There are 19 FTSE 100 companies without any ethnic minority board members – is this really the best UK PLC can do?
There are 19 FTSE 100 companies that still don’t have anyone from an ethnic minority on their board. This comes despite a target set by the government-backed Parker Review into corporate diversity of at least one person from an ethnic minority on every board by 2021.
Yes it’s true that seven all-white boards have disappeared over the past few months. Yes there’s still time for the target to be met.
But as a woman of colour, who has often been the sole ethnic minority sitting on a board, I find it hard to celebrate progress when the numbers of my peers remain so low.
Only around 12 per cent of the FTSE 100 board members surveyed through the Parker Review belong to ethnic minorities.
Only five ethnic minority directors have a CEO role (down from six last year), all of whom are men. Two occupy a Chair role (one man, one woman) and four men occupy a CFO role.
The Parker Review also revealed the number of black people at executive and board level has decreased over the five-year duration of the Review. And black women are least likely to be in the UK’s top 1 percent of earners regardless of experience or education, according to LSE research.

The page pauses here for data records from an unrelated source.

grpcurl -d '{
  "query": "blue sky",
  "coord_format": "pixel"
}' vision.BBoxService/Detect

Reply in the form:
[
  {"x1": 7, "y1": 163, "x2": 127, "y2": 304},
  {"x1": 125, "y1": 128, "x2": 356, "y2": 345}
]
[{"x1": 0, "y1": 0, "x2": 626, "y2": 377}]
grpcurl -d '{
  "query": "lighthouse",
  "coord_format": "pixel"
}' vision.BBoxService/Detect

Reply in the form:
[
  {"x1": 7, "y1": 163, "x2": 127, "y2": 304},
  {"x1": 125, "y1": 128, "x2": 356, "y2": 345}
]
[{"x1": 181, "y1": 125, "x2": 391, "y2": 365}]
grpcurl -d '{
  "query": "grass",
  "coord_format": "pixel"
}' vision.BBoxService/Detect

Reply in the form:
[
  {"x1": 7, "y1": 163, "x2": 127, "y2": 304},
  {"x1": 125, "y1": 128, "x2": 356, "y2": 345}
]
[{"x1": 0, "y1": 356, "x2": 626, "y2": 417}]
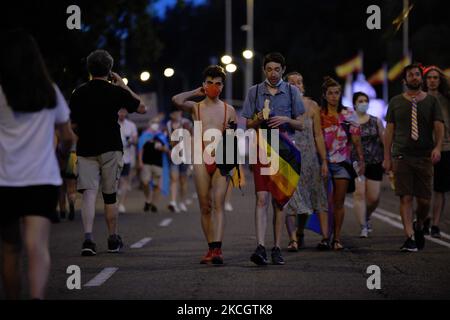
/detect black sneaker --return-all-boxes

Almost a year on for the murder of George Floyd, is this really the best racial inclusion UK PLC can deliver?
I’m a British Asian in my early 50s and spent 20 years climbing the corporate ladder to reach senior executive level at Barclays and Lloyds Banking Group. Today, I have a successful talent and diversity consultancy, More Difference, and sit on the boards of the Old Vic and several government departments.
My parents, who moved to the UK from India in the 60s, taught me to work hard and make the most of myself. And while the combination of those two things has undoubtedly brought me success, there’s something else I’ve had to do. Something my white peers have not.
I’ve had to do learn to fit in – the way I dress and speak, the aspects of my personal life and faith I gloss over at the coffee machine. I even go by a different name. Everyone I work with knows me as Pavita, the formal name I was registered with at birth. But as is the case across many Asian communities, I have a family name – Simi. These two names represent the two identities I switch between at work and in my personal life, often referred to as “code switching”. This lived experience is shared by other minority ethnic leaders.
I know how rare I am to be an Asian, female board member. But the boardroom’s not where I’ve felt the difference most. No, that’s been the countless corporate events where I’m often the only (or one of few) people of colour – the conferences, dinners, galas, launches and drinks receptions where so many conversations are had and decisions made.
Inclusion
Diversity isn’t enough – it’s inclusion that’s vital. If we’re ever going to see real progress and achieve proportional representation of all races across all companies, sectors and industries, then business leaders need to ask themselves hard questions. If their organisations do not reflect the diversity of their customers and communities, they have to ask what am I getting wrong? What am I missing? What am I not being told?
It’s not good enough to say they just aren’t enough diverse candidates for management or senior roles. It’s an excuse. Instead, they must identify the obstacles that are preventing non-white individuals progressing in their careers.
Research time and again shows that the more diverse a company is, the better it performs against its less diverse peers. So not only are diversity and inclusion good for society, but they’re crucial to business too.
The scale of the challenge is enormous. But I take tremendous encouragement from the fact 46 per cent of the 118 ethnic minority directors counted by the Parker Review are women, up by almost half compared to 2020.
When I look at the wider ethnicity figures, they remind me of where we were 11 years ago when we set up the 30% Club. Back then, there were only around 10 per cent women on board across the FTSE 100. Today it’s 36 per cent.
What’s made a huge difference in female representation at board and executive level of the UK’s biggest companies is gender pay gap reporting. Greater transparency on the ethnicity gap would now be welcome by the 30% Club.
We set ethnicity targets last year, calling on members to commit to having at least one board member of colour by 2023. We are a founding partner of the CBI’s Change the Race Ratio and are encouraging our members to self-report their ethnicity data so real progress doesn’t take decades to be achieved.
When I left my executive career someone told me “go where you are celebrated not tolerated”. That’s exactly what I do today – work with organisations who value the difference I bring. I would like see all organisations challenge themselves to reflect society and bring a diversity of thought to their boardrooms.